Meghan Markle and Prince Harry are experiencing similar struggles to those Harry’s late mother, Princess Diana, faced with the royal family, according to a former staff member.
Patrick Jephson, who worked as the late princess’s private secretary and chief of staff, told CNN on Saturday, March 6, the rift between the Duke and Duchess of Sussex and royal household is all too familiar.
“Thirty years ago we were in a comparable situation where rifts were opening up within the royal family and it was starting to escalate,” he shared, alluding to Diana distancing herself from the royal family after she and Prince Charles divorced in 1996. “There were a lot of unhappy people involved then, I’m quite sure there are a lot of unhappy people involved now.”
Jephson continued: “First and foremost, we should understand that this is a family rift. It has taken on a lot of the trappings of a big media PR story, but at the heart of this are real people really hurting and I hope that somewhere in the midst of the current back and forth somebody is putting down the seeds for eventual reconciliation, which has to come.”
Speaking on Harry, 36, and Meghan’s decision to speak out in a tell-all interview — which is set to air on CBS on Sunday, March 7 — Diana’s former aide noted, “The precedence for royal interviews of this kind are not very encouraging.”
He told CNN, “Both Prince Charles and Princess Diana, and more recently Prince Andrew, have tried to put their sides of the story on TV through these sorts of interviews and in all cases, it has backfired.”
Jephson said the responsibility to mend the broken relationship between the Royal Air Force veteran, Suits alum, 39, and the royal family falls “with senior palace management.” He suggested Harry’s father, Charles, should get involved, noting that the Duke of Cornwall, 72, has “examples from his own history of how these things can be made worse, and how they can be made better.”
Ahead of the couple’s highly anticipated TV appearance, The Times published an article containing complaints against Markle from former aides. In the March 2 piece, the duchess was accused of bullying aides before stepping down from her duties as a senior member of the royal family in 2020. She has denied the allegations, which Buckingham Palace promised to look further into in a statement released to Us Weekly on Wednesday, March 3.
Despite the drama the accusations have caused, royal correspondent Omid Scobie said in a Friday, March 5, interview with Entertainment Tonight that Harry and Meghan remain close with Queen Elizabeth II and her husband, Prince Philip. He noted that the tell-all could put them in a difficult position with the monarch and her ailing husband, depending on what is discussed.
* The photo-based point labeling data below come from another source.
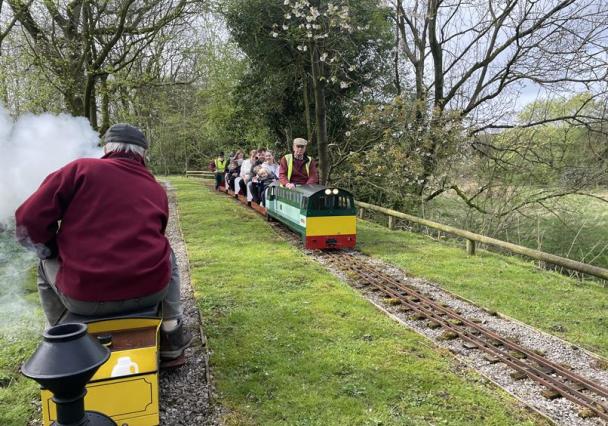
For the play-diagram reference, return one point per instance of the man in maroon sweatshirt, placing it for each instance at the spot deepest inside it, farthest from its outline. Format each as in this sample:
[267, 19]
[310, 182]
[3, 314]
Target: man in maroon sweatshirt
[98, 226]
[297, 168]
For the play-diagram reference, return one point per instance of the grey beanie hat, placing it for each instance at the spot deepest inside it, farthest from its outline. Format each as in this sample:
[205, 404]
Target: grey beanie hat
[125, 133]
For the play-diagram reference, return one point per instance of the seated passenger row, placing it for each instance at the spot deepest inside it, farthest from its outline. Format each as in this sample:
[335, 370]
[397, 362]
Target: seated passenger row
[252, 176]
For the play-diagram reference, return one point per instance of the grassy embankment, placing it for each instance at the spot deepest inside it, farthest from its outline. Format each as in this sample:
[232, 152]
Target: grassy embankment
[560, 305]
[20, 331]
[293, 345]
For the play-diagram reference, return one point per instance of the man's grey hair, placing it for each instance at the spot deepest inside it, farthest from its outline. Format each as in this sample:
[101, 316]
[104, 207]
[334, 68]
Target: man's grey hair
[125, 147]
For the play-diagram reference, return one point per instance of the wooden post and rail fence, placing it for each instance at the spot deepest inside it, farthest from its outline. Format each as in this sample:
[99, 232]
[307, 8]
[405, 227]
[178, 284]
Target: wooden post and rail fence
[200, 173]
[472, 239]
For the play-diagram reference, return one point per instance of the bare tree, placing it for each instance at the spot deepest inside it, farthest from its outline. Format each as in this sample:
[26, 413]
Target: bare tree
[80, 42]
[471, 59]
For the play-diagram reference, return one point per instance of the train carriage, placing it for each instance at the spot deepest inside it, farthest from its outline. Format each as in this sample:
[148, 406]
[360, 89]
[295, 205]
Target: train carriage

“It’s a tough one for Harry and Meghan,” the Finding Freedom coauthor said. “They planned this interview before Prince Philip was admitted to the hospital, and, unfortunately, here we are facing the third weekend of him still in the care of the hospital here in London. But for Harry and Meghan, they have kept a great relationship with Philip and the queen.”
Scobie remained optimistic, however. “We heard Harry talking very warmly about his grandfather on James Corden‘s show not so long ago, and I think we’ll hear more of that [during their CBS primetime tell-all],” he told ET.
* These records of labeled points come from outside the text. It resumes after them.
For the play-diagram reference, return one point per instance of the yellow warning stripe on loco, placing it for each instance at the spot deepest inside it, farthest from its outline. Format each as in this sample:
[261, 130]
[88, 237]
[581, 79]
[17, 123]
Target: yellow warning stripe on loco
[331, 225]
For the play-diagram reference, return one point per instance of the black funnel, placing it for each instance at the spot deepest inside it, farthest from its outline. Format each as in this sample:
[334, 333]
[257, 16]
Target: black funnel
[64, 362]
A recent preview for the interview featured Meghan accusing the British royals of perpetuating untrue stories about her and Harry.
“I don’t know how they could expect that after all of this time we would still just be silent if there is an active role that The Firm is playing in perpetuating falsehoods about us,” she said in the clip, released on Wednesday, March 3. “And if that comes with risk of losing things, there is a lot that has been lost already.”